FIGURE 3.

FheCL1 does not affect MyD88-dependent signaling through TLR4. A, BALB/c mice were given a single intraperitoneal injection of 50 μl of FheCL1 (1 mg/ml) or PBS and 2 h later peritoneal macrophages were removed. A, these macrophages were then stimulated with varying concentrations of LPS (0–5 μg/ml) for 12 h, and secreted cytokines were measured by ELISA. Data shown are the means + S.E. of triplicates and are representative of two individual experiments. B, macrophages removed from either PBS- or CL1-treated mice were analyzed for the surface expression of CD14 or TLR4/MD-2 by flow cytometry.
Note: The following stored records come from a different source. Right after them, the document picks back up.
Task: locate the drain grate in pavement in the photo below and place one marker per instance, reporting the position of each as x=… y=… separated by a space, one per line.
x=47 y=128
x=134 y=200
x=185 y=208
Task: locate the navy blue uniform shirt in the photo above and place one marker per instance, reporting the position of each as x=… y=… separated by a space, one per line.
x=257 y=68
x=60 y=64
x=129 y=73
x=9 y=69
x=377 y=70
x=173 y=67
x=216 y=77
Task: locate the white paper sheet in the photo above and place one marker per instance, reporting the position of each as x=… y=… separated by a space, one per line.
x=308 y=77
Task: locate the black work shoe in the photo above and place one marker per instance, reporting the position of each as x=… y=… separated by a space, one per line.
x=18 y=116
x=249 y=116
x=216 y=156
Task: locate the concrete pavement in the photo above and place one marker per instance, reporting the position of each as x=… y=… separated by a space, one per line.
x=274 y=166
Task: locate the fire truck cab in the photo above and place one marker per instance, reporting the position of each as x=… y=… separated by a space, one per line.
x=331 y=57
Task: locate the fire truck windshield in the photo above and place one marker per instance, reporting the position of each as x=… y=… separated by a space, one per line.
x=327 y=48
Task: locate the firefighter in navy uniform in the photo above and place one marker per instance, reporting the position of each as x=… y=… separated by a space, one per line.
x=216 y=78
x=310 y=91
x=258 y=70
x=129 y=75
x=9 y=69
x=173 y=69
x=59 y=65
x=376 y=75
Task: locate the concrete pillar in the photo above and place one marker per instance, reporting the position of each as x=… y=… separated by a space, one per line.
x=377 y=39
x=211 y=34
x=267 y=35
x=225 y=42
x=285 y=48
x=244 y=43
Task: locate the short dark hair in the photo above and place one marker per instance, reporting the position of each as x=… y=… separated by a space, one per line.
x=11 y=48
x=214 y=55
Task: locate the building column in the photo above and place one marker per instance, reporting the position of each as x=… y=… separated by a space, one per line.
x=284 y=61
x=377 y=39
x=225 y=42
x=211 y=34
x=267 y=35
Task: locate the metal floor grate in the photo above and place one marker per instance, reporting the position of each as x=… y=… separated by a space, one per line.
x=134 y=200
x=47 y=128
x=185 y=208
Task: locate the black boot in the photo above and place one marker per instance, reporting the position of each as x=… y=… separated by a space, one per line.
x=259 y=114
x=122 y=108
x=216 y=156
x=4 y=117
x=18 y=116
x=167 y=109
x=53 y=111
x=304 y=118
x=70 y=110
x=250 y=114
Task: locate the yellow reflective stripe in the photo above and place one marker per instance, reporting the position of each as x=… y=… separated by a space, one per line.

C, TLR4 mRNA levels in peritoneal macrophages isolated from either PBS- or FheCL1-treated BALB/c mice incubated in the presence or absence of LPS was assessed by RT-PCR. D, peritoneal macrophages isolated from both PBS- and FheCL1-treated mice were stimulated with LPS (1 μg/ml) for 6 h, lysed, and examined for levels of mRNA expression of IL-6, TNFα, IL-12, and iNOS by RT-PCR. Data shown are representative of three independent experiments. E, densitometric analysis of amplification products for IL-6, TNFα, IL-12, and iNOS. Values for mRNA are expressed in relative absorbance units and are standardized per unit of β-actin per sample. The data are obtained from the mean of three independent experiments; FITC, fluorescein isothiocyanate; PE, phycoerythrin.